It was true. Though Batman had thrown on his belt and cowl, he hadn’t had time to change. “Couldn’t you have put on a robe or something?” Flash shielded his eyes.

“We don’t have time! Intruders!” Batman exclaimed, dragging Flash out of his room and down the hall.

“Hum…………no time to put on a robe, yet he manages to get on his cowl and belt.” Flash muttered.

The moon shone on the floor,

Gave the luster of mid-day to the shiny chrome door,

Flash and Batman snuck through the hall. “Shhh…………….”Batman hissed. “We can’t be heard or seen."

Flash rump stuck up from under the tree. "Gotta make sure there's enough room under the rockin' Christmas tree!"

When, what to Bats wondering eyes should appear,

But a ship of some kind, and eight tiny reindeer,

“Those eight extensions must be weapons of some sort.” Batman growled.

With a little old driver, so lively and quick,

Flash knew in a moment it must be St. Nick.

“Bats! It’s Santa! I knew he existed! HA!” Flash stuck out a tongue at Batman.

More rapid than eagles his coursers they came,

And he whistled, and shouted, and called them by name;

"Now, DASHER! now, DANCER! now, PRANCER and VIXEN!
On, COMET! on CUPID! on, DONDER and BLITZEN!

“It’s an imposter Santa!” Batman exclaimed. “Probably Joker, or Lex Luther!”

Flash stared at him. “You should get a lump of coal, you Christmas Atheist!” Batman gave him a look. "We need a plan."

Suddenly Bats had it.

the top of the porch! to the top of the wall!
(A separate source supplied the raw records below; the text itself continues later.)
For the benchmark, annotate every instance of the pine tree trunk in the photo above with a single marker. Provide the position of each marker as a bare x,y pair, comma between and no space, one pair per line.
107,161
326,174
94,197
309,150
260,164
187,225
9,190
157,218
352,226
Attack them, attack them, attack them all!

As batarangs during fights fly,

And Hawks and Lanterns take to the sky,

So up to the chimney Batman did flew,

Poised with a flowerpot to conk you-know-who,

And then, in a twinkling, Flash heard on the roof

The prancing and pawing of each little hoof.

"EEEEEEE!" Flash grabbed Batman and began to dance him around the room. "Santa's here with Pamela! Santa's here with Pamela!"

"Let go of me!" Batman freed himself from Flash in disgust.

"If it really is Santa, you have to dance with Diana." Flash huffed.

"If it's really Santa, I'll tango with YOU. Cheek to cheek." Batman muttered.

As drew away from Flash, and was turning around,

Down the chimney the Joker, thought Bats, came with a bound.

"GET HIM!" Screamed Batman. He jumped on the figure and began to give him a traditional bat-beat down.

"BATMAN NO!" Flash screamed, trying to pry Batman of the soot-covered figure.

He was dressed all in fur, from his head to his foot,

And his clothes were all tarnished with ashes and soot;

He also now had a black eye, from where Batman had punched him.

A bundle of toys lay near scattered in a sack,

At the sight of these toys Batman was taken aback.

Batman froze as he stared at the man. Why would Joker carry toys with him?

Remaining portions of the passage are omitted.